Dezenas de autoridades foram detidas, incluindo um ex-procurador-geral da República. Ao todo, 16 militares chegaram a ser alvo de mandado de prisão preventiva.
Pai de Christian, Clemente Rodríguez Moreno se recorda do sentimento de incompreensão. “Pensávamos que era apenas crime organizado”, diz a Crusoé. O estado de Guerrero tem um histórico centenário de conflito agrário, que envolve também as autoridades públicas.
Rodríguez Moreno é uma das lideranças das famílias dos sequestrados. Representados pelo Centro Prodh, eles têm enfrentado ameaças em sua vizinhança e mesmo tentativas de suborno.
O governo Peña Nieto ofereceu uma compensação que, segundo o pai de Christian, valia até 30 mil pesos por família, o equivalente a 10 mil reais. Na época, o Ministério Público tentou isentar as Forças Armadas do crime, responsabilizando apenas o crime organizado e a polícia local.
“Quem controla o país são os militares. Eles estão em todo o lugar. Eles sabem de tudo, incluindo o que discutimos aqui”, afirma Rodríguez Moreno.
Os familiares dos 43 estudantes e o Centro Prodh afirmam que o governo ainda esconde participação militar no episódio. Segundo eles, 800 documentos sobre o caso continuam confidenciais.
Rodríguez Moreno chegou a se reunir com López Obrador quatro vezes e tem um próximo encontro previsto para 3 de junho, dia seguinte às eleições presidenciais deste ano.
O pai de Christian afirma ter dito a AMLO em sua frente: “Você fracassou como presidente”.
Como é a situação dos migrantes?
A crise humanitária no México é ainda mais grave pelos migrantes, como Roberto, filho de Blanca.
O crime organizado aproveita a vulnerabilidade deles para cobrar pedágios de até milhares de dólares por pessoa.

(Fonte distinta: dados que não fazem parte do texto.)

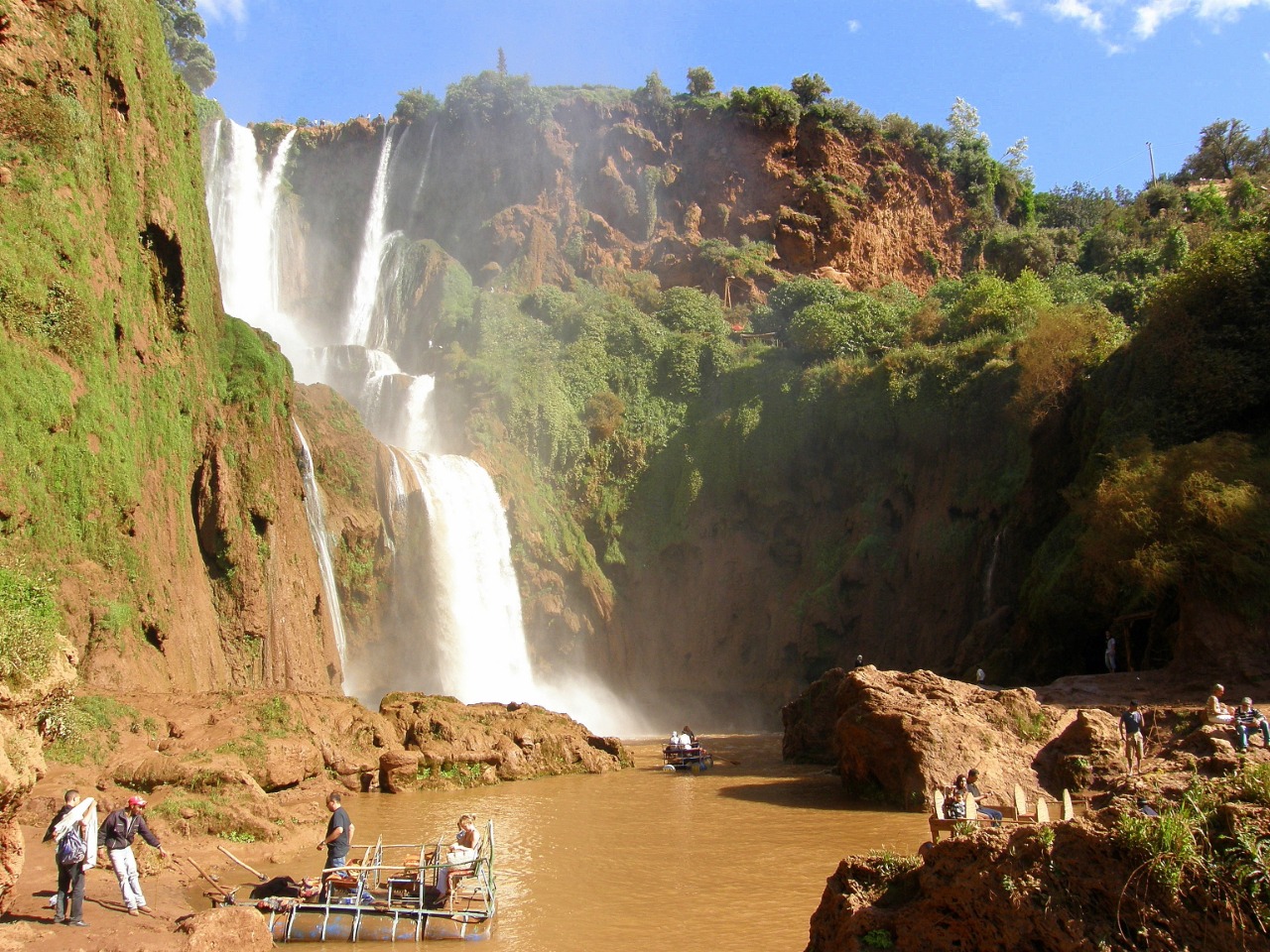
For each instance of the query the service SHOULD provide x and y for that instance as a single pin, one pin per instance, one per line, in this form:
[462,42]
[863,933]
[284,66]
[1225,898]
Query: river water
[735,857]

E, mesmo que paguem, alguns migrantes são sequestrados.
“A situação dos migrantes é pior do que a dos mexicanos, porque eles não têm documentação”, diz Ana Lorena Delgadillo, ativista de direitos humanos especializada em infrações contra migrantes.
Essa situação põe sob dúvida qualquer estimativa sobre o número de migrantes desaparecidos, apesar de o governo mexicano ter alegado, uma vez, em 2023, que 2 mil haviam sido sequestrados no ano anterior.

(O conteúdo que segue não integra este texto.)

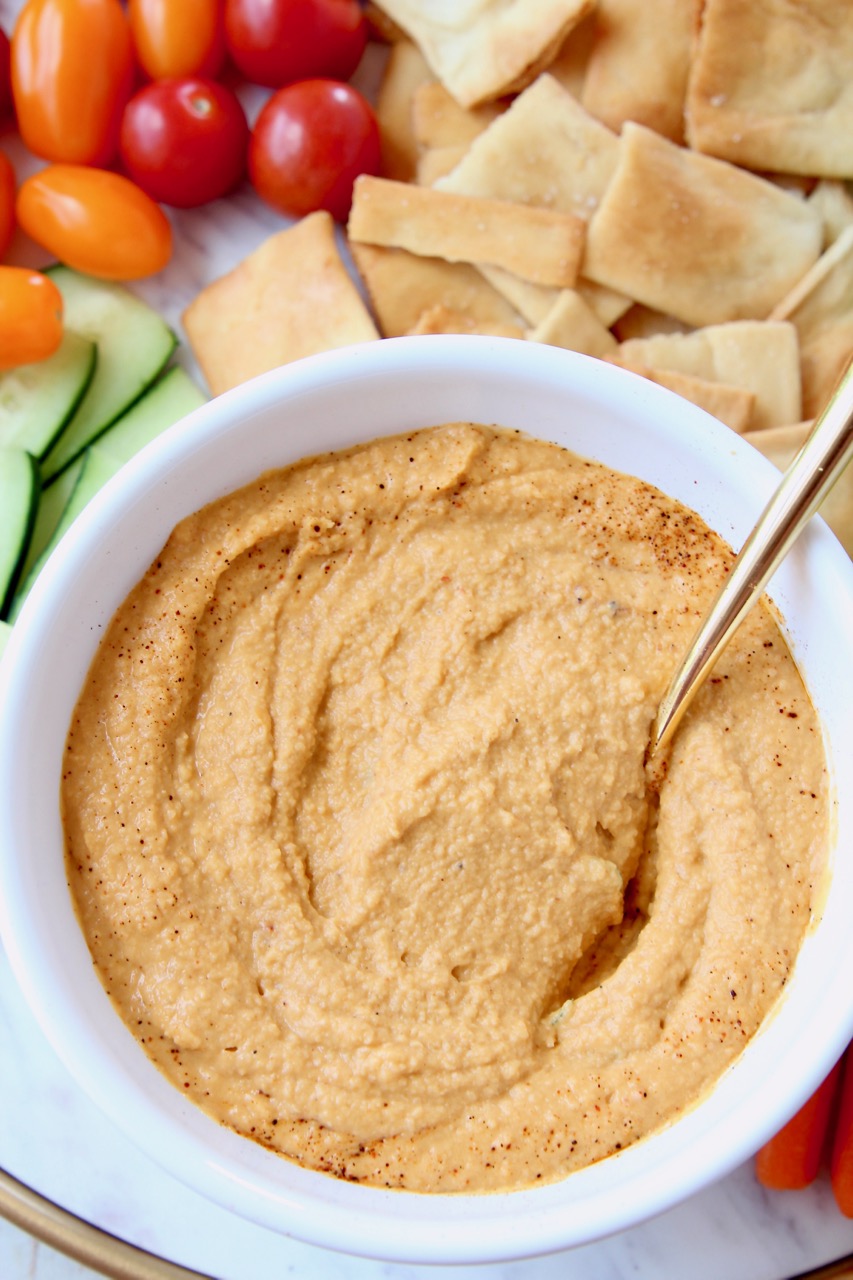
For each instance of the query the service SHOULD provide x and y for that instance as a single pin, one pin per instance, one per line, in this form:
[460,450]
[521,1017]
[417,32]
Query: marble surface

Além dos cativeiros do crime organizado, os migrantes podem acabar desaparecidos em centros de detenção das autoridades mexicanas com documentação falsa.

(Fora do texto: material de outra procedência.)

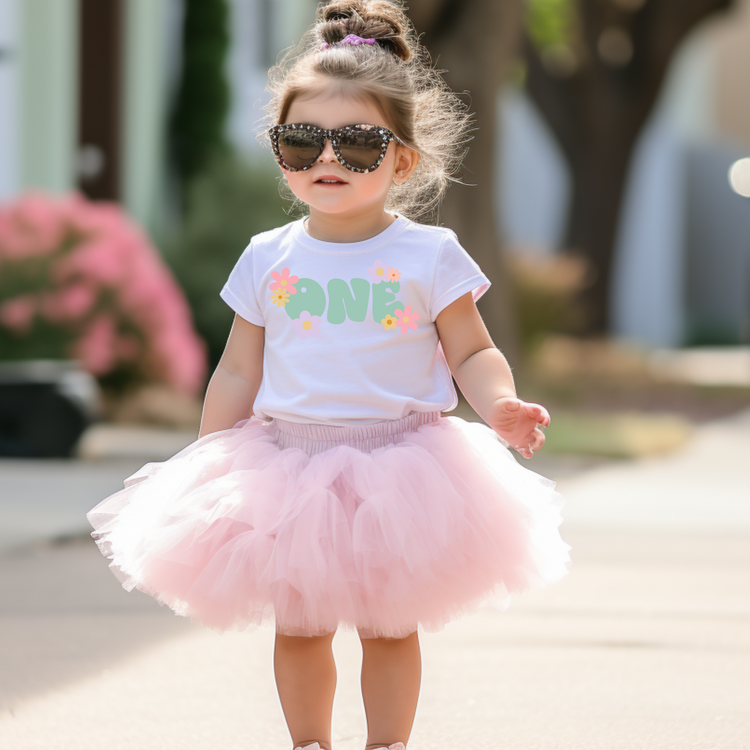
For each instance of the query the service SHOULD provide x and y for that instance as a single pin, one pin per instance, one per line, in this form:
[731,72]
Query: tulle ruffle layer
[234,531]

Em sua busca pelo seu filho ao longo dos últimos anos, Blanca conheceu três salvadorenhos nessa situação. “Encontramos três jovens salvadorenhos de 11 a 15 anos presos em um centro de detenção no sul do México, na fronteira com a Guatemala”, relata a salvadorenha.
Ela contatou as famílias, mas dois dos adolescentes continuam presos. Blanca perdeu o paradeiro do terceiro.
“Como os coiotes os estimulam a usar identidade falsa e se passar por mexicanos, eles continuam presos, com nome e nacionalidade errados”, afirma a salvadorenha.
Em 2023, a Suprema Corte de Justiça do México determinou que a detenção de migrantes estrangeiros por mais de 36 horas é inconstitucional.
Cabe recordar que a política migratória está oficialmente militarizada desde 2022. O Exército e a Força Aérea têm autoridade para inspecionar documentos de migrantes e patrulhar os centros de detenção de migrantes.
Além disso, militares ocupam cargos de gestão no Instituto Nacional de Migração, órgão da política migratória. Dos 32 escritórios do INM responsáveis pelos trâmites migratórios em todo o México, 18 estavam chefiados por militares em 2023.
Apenas um dos três candidatos das eleições presidenciais de 2 de junho tem um projeto concreto para desmilitarizar a política migratória. Trata-se do ex-deputado Jorge Máynez, da terceira via. Ele tem 10% das intenções de votos.